Within our portfolios, we invest in growth, value, and income strategies. Where we believe that an income focus will provide positive opportunities for investors, we invest in equity income funds.
Instead of just focusing on headline yield for the equity income funds we invest in, we prefer to focus on both dividend yield and dividend growth.
Why focus on dividend growth?
With the increase in bonds yields and cash rates that we have witnessed over the past three years, there is now increased competition for capital across different asset classes. Today, investors can receive 4-5% by investing in US Treasuries or UK Gilts. This is a far higher level of competition for equities than we have seen for some time. One way of offsetting this competition is to own higher yielding shares who generally pay a greater amount of dividend yield and can grow this income over time.
A company that can pay a high and increasing dividend over time becomes cheaper from a valuation perspective which should increase capital appreciation in its share price. It should also lead to improving fundamentals which will allow the business to continue to provide dividend growth over time.
Income and dividend growth funds in our models
One of the equity income holdings that we own is JOHCM UK Equity income fund. The fund is currently yielding 5.8% and the team are predicting dividend growth of 5.5% which will increase this yield further. As the team pointed out to us in a recent call, since the inception of the fund, the dividend payout has increased fivefold from 4.3p in 2005 to 24.7p in 2023.
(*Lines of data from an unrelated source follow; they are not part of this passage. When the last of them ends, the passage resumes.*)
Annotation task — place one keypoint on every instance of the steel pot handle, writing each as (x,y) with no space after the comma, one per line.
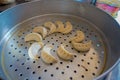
(93,2)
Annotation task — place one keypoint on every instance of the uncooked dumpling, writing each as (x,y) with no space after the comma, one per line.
(51,26)
(79,37)
(33,37)
(63,53)
(41,30)
(34,50)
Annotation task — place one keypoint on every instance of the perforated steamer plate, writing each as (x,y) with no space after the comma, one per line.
(85,66)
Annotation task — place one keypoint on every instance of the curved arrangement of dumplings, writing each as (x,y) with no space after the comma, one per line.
(51,26)
(41,30)
(46,55)
(67,28)
(82,46)
(79,37)
(60,26)
(34,50)
(63,53)
(33,37)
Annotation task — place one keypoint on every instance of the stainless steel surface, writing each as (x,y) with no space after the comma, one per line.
(104,22)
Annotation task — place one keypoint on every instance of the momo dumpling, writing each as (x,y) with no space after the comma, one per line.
(34,50)
(63,53)
(42,30)
(51,26)
(33,37)
(79,37)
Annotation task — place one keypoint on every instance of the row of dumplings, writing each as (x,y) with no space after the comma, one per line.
(49,28)
(77,42)
(38,49)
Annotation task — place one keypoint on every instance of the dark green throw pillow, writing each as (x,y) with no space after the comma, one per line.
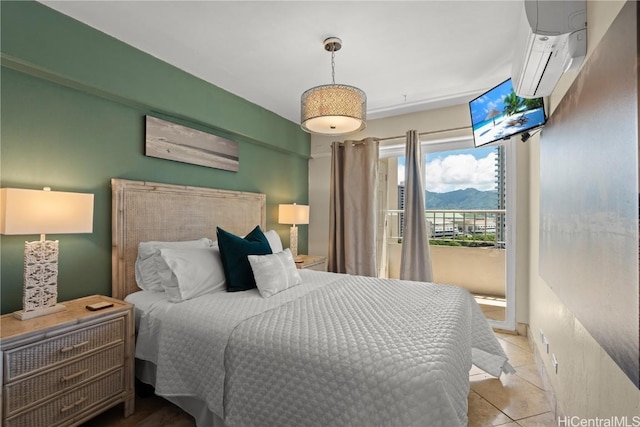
(234,251)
‘The power of compounding and the potential for it to reoccur is a key differentiator between this fund and other higher yielding income funds’ (Clive Beagles JOHCM UK Equity Income). The dividend payments to investors since inception would have more than offset any initial capital investment, highlighting why dividends are important not just for income seeking investors but investors who are looking for a positive total return.
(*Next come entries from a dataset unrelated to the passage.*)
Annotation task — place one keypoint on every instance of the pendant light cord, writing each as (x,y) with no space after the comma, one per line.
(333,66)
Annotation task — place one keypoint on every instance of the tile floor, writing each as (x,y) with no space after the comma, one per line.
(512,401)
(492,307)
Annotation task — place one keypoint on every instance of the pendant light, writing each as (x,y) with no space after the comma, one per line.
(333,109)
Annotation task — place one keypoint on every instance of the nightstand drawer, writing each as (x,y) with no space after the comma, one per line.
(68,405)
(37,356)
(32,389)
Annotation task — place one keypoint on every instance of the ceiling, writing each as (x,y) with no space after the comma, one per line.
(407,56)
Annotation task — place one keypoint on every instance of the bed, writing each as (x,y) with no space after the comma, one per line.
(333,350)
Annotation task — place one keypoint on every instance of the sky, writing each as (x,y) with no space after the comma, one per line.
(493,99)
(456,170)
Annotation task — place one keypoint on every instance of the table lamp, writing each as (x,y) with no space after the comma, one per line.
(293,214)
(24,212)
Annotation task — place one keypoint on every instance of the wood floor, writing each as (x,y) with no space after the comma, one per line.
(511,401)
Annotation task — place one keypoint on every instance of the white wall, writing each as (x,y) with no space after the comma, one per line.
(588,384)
Another income holding which plays a pivotal role within our portfolios is the Liontrust Global dividend fund. The headline yield of the fund is currently 1.9%, which is in line with the MSCI World index, however the fund isn’t focusing on headline yield. What they are looking to do (which they have achieved for several years) is to provide above market dividend growth. Over the past five years the average dividend growth within the fund is 7.9% and the team are predicting similar dividend growth again this year.
SPDR US Dividend Aristocrats fund is a key holding within our US exposure especially for lower risk portfolios and focuses on dividend growth. A dividend aristocrat is a stock that not only pays a dividend consistently but increases its dividend at least annually. For this ETF, the criteria for a stock to be a holding, is that the underlying company has had to increase its dividend annually for at least 20 years. The stocks that are invested into are selected from the S&P1500 (the 1500 largest stocks in the US market) and the focus on increasing dividends means that the fund has a bias towards dividend growth not just a high-income yield.
Finally, our main European holding, Lightman European fund focuses on cash flow and dividend growth within its investment process, even though it is not an income fund. The reason for this is that the team believe that investing in this way provides positive defensive values. It also allows access to quality businesses that provide a total return for investors whilst reducing duration risk in the fund. As the team pointed out to us recently during an update on the fund, ‘dividends are at the heart of investing. Investing is not a charity, and we are not here to speculate on prices but to get something in return for our capital. Dividends are that reward’ (Rob Burnett Lightman November 2023).
In Conclusion
Equity income focusing on dividend growth will continue to be a major factor within our global equity allocation. Focusing with a total return mindset, we believe, is key to generating outperformance in all market conditions for our underlying investors.